PdfContentEditor.replaceText (and PdfExtractor.extractText)

jephillips34 · August 24, 2009, 10:37am

I’ve been having problems trying to get PdfContentEditor.replaceText() to work. I can get it to work ONCE successfully, but that seems to corrupt

something that prevents it or other calls (like PdfExtractor.extractText) from working.

Basically, I’m want to extract all text from a PDF, do some parsing, and then selectively replace parts of the text

with replacement values.

I’ve got the extract part working reliably, at least until I try using replaceText. After that, it generates

NullPointerExceptions:

Caused by: java.lang.NullPointerException

at com.aspose.pdf.kit.g8.a(Unknown Source)
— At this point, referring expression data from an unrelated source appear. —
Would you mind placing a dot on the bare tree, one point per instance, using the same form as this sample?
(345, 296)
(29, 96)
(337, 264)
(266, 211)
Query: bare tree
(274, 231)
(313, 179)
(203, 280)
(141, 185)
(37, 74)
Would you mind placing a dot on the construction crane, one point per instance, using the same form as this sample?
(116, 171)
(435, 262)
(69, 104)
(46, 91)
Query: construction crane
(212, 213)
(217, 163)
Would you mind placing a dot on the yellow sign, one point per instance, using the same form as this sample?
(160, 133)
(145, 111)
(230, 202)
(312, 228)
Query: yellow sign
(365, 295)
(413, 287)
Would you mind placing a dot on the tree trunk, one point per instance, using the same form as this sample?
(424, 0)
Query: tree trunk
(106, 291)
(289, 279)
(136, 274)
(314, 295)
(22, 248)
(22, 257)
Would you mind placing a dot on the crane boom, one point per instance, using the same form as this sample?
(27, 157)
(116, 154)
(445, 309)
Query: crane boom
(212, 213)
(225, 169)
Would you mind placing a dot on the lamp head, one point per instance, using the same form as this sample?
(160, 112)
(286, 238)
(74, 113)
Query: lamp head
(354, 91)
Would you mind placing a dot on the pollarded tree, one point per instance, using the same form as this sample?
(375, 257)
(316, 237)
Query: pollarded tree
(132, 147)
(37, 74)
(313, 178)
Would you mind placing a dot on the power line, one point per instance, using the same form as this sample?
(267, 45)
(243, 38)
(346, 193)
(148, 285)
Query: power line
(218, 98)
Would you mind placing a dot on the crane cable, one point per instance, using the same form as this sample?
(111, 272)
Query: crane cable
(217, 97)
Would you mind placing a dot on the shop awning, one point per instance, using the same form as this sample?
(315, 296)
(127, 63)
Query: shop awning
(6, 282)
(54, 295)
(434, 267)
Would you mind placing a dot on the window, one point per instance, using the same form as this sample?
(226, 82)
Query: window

at com.aspose.pdf.kit.g8.int(Unknown Source)

at com.aspose.pdf.kit.t.V(Unknown Source)

at com.aspose.pdf.kit.h6.a(Unknown Source)

at com.aspose.pdf.kit.hf.a(Unknown Source)

at com.aspose.pdf.kit.PdfExtractor.extractText(Unknown Source)

For the PdfContentEditor.replaceText(), I can easily get it to successfully replaceText ONCE, and save the PDF.

However, I cannot figure out any way to successfully call the replaceText() method a second time for the same PDF.

I’ve tried a variety of work-arounds, using various combinations of ByteArray and/or File InputStream/OutputStream,

binding directly to the filePath, all of which fail with slightly different stack traces.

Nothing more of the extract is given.